Seema Ahmad worked as a liaison with Guantánamo clients and their families. She says she learned from Ratner “that one of the most spiritually fulfilling experiences is to stand with someone that has no one and to see them as human and to learn their story.” She is a public defender today.
Joe Margulies had been a capital punishment and civil rights lawyer in Minneapolis, with no experience in international law. But Ratner asked him to serve as co-counsel in Rasul. To this day, he represents Abu Zubaydah, a Saudi man mistakenly thought to be a high-level Al Qaeda official, and repeatedly subjected to waterboarding and other torture because he couldn’t tell the CIA what he didn’t know. In 2014, Abu Zubaydah was awarded 100,000 euros in damages by the European Court of Human Rights against Poland for its part in allowing him to be held in a CIA secret prison there. But he remains imprisoned at Guantánamo.
David Remes was a partner at the prestigious Washington firm of Covington and Burling when he volunteered in 2004. Four years later, he resigned from the firm to work full-time on freeing the detainees. He is still at it.
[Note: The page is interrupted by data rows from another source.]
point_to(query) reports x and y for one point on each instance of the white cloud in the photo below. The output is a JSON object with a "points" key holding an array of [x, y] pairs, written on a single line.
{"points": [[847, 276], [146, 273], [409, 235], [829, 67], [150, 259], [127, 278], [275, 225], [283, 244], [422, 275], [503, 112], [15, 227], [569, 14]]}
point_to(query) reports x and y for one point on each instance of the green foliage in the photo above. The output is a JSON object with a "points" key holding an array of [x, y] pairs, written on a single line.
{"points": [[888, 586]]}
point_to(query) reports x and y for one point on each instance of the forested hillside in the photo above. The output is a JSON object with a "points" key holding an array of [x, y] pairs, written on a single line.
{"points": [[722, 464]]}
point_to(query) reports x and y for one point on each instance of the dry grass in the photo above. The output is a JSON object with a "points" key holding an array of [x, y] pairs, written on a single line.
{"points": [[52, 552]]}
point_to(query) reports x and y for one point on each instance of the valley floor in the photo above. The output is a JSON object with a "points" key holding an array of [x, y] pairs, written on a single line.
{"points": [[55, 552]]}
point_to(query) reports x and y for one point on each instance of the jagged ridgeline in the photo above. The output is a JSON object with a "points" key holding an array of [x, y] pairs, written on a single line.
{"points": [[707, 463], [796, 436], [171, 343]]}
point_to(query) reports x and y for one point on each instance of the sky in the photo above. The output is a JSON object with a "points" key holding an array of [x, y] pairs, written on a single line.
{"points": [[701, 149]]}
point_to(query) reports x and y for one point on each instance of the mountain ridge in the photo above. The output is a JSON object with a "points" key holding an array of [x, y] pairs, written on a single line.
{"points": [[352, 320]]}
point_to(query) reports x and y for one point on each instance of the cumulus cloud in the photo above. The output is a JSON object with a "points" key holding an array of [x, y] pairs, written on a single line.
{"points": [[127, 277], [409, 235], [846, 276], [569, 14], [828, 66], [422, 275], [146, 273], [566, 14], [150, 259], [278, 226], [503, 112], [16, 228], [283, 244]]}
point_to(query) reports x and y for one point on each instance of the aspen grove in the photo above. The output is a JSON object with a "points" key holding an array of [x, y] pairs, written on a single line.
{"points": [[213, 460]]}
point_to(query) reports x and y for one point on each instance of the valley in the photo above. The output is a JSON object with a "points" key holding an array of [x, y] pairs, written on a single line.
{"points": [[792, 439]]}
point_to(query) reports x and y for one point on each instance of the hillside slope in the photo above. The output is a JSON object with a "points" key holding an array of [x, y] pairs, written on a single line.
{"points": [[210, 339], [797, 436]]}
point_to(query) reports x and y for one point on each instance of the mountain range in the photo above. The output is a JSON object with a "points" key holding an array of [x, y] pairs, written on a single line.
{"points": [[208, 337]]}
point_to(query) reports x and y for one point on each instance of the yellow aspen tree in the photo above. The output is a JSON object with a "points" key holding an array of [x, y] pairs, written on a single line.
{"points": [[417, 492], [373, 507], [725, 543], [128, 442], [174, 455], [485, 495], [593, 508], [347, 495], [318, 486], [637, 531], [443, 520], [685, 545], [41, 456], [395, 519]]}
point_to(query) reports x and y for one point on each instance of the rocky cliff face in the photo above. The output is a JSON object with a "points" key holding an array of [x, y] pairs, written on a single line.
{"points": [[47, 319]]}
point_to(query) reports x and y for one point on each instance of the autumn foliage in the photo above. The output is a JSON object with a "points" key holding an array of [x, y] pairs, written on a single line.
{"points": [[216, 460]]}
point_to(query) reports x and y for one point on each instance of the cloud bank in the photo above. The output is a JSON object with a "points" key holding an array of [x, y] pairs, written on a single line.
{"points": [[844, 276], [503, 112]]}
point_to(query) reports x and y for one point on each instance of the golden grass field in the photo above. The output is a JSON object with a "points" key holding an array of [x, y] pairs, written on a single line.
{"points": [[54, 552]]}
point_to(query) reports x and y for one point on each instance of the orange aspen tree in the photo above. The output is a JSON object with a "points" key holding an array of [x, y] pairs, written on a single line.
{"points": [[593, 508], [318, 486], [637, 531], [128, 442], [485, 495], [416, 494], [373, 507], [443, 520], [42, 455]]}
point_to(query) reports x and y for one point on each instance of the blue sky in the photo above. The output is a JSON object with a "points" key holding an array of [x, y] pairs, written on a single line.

Tom Sullivan was a seventy-two-year-old former US Attorney and partner at the corporate law firm of Jenner and Block when he read about Rasul in the paper and saw that CCR was looking for volunteers. He picked up the phone and offered his firm’s services. For more than a decade, Sullivan and several other lawyers at the firm have represented about twenty men at Guantánamo. All but one client have been released. The firm has devoted thousands of hours to the work, all without compensation.
Sabin Willett was a partner specializing in bankruptcy when he volunteered in 2005. For six years, he and a team of lawyers at his firm, Morgan Lewis, represented twenty-three Uighur detainees at Guantánamo, until the final one was released in 2011. He spent as many as one thousand hours a year on the work. As he told me, “it left me firmly believing that one can—and should, when the country goes wrong—get into the arena oneself. And that even I can do this—which means anyone can.”
The volunteers didn’t always have large corporate firms to support them. Ellen Lubell and Doris Tennant run a two-person office outside Boston, specializing in family law, nonprofit advising, and copyright. They had never done anything remotely like habeas corpus litigation. But they spent four and a half years representing an Algerian man, for which they traveled to Guantánamo six or seven times. He is now back in Algeria. Dicky Grigg, a personal injury lawyer in Austin, Texas, who said his practice focuses principally on “which car entered the intersection first,” also volunteered. “It was the most meaningful thing I’ve done in my legal career,” he says.
Lawyers tend to measure success in how their cases affect their clients first, and the state of the law second. Some, of course, also look to their own bottom line. But when one fights for social justice, as Michael Ratner did, these measures are inadequate. Ratner was a one-man force multiplier. By involving so many in his work, he inspired others to follow in his footsteps. I know. He took me under his wing when I was just a law student, pretty sure that I did not want to practice law at all. He gave me lead roles in bold and ambitious cases, and guided me with wise and supportive advice. I ended up working with him for my first formative decade as a lawyer.
Ratner was deeply disappointed that he did not live to see Guantánamo closed. But it says much about his legacy that so many of the nearly eight hundred prisoners once housed there have been released, and that those remaining have forceful and dedicated advocates working on their behalf. It is now up to Obama, and Congress, to complete the task.